After grasping the concept behind this example, I was very disappointed - the method used is super hacky and only works if 1) the input to the function is a single integer, and 2) the function needs to compute the values recursively in the order f(0), f(1), f(2), ... But what if my parameters are vectors or sets?

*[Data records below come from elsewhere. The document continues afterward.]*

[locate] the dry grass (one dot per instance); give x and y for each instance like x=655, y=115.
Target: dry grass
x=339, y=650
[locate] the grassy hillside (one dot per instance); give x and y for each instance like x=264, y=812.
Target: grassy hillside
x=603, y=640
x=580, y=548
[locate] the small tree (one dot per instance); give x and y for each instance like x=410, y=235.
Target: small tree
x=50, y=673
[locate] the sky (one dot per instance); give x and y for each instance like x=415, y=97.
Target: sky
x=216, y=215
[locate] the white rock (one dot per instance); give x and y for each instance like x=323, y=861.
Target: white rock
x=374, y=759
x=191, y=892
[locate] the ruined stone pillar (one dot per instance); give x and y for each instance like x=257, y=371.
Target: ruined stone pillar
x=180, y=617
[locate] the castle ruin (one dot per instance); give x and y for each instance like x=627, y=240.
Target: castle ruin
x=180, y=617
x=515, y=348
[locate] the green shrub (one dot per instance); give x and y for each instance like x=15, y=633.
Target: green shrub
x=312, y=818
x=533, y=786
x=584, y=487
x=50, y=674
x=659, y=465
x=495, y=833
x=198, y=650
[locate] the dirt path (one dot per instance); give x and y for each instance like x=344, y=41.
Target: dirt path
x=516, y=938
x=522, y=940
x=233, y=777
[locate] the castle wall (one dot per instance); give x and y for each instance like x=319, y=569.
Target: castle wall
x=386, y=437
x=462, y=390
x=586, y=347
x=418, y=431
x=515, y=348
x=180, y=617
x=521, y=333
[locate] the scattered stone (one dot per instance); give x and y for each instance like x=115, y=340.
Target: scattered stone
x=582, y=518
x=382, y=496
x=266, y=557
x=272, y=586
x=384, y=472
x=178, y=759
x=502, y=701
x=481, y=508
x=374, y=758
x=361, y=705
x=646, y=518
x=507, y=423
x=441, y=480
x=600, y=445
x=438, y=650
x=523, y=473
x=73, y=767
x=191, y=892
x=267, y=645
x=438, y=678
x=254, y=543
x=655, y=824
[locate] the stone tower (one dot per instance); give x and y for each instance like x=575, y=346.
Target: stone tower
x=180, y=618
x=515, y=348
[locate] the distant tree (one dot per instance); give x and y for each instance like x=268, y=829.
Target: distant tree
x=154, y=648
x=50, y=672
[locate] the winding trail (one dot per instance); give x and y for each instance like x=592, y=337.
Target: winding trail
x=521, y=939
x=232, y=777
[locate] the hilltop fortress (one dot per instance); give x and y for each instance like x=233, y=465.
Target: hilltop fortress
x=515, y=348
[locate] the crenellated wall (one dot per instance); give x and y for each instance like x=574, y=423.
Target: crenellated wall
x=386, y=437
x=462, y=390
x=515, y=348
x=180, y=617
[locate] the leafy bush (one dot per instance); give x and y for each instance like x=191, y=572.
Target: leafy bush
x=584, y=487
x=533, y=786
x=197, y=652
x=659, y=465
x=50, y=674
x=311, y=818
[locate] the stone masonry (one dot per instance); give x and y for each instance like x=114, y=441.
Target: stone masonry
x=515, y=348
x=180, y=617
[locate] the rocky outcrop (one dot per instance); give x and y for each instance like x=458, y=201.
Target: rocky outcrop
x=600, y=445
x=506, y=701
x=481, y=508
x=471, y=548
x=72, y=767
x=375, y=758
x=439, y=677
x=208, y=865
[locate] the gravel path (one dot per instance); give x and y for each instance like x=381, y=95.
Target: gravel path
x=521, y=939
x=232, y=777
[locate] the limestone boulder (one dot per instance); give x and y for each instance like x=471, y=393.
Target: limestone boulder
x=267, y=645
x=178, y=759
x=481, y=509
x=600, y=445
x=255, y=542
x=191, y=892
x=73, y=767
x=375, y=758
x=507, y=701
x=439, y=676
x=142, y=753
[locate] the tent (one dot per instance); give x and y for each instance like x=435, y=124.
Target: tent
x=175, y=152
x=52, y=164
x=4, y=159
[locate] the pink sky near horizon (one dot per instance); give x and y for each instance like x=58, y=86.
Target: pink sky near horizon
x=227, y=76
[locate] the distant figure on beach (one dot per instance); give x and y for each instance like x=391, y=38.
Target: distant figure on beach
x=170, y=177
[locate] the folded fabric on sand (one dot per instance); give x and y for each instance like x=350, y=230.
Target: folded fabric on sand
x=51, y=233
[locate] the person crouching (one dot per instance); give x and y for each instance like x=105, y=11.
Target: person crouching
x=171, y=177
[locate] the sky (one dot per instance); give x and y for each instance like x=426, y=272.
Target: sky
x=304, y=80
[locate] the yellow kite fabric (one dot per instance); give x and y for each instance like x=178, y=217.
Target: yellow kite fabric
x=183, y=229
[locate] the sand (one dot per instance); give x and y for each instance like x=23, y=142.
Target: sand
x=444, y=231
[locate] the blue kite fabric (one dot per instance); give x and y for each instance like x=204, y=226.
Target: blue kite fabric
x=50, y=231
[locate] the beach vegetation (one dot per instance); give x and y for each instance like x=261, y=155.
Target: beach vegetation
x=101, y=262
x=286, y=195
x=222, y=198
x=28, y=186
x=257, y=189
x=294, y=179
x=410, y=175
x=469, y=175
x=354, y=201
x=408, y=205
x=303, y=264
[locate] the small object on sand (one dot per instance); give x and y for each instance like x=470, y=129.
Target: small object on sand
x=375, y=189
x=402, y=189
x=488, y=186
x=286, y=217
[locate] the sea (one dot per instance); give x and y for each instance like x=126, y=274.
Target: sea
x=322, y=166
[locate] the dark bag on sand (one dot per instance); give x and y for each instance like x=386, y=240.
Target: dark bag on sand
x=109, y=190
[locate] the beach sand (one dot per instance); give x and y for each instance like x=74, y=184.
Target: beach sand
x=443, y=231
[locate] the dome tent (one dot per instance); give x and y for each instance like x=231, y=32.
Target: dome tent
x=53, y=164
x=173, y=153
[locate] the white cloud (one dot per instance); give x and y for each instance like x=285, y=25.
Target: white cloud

And if I want to memoize a function like f(n) = f(n/2) + f(n/3), I need to compute the value of f(i) for all i less than n, when I don't need most of those values. (Others have pointed out this claim is false)

I tried implementing what I wanted by passing a memo table that we slowly fill up as an extra parameter:

maxValue :: (Map.Map (Int, Int) Int) -> [(Int,Int)] -> Int -> (Map.Map (Int, Int) Int, Int)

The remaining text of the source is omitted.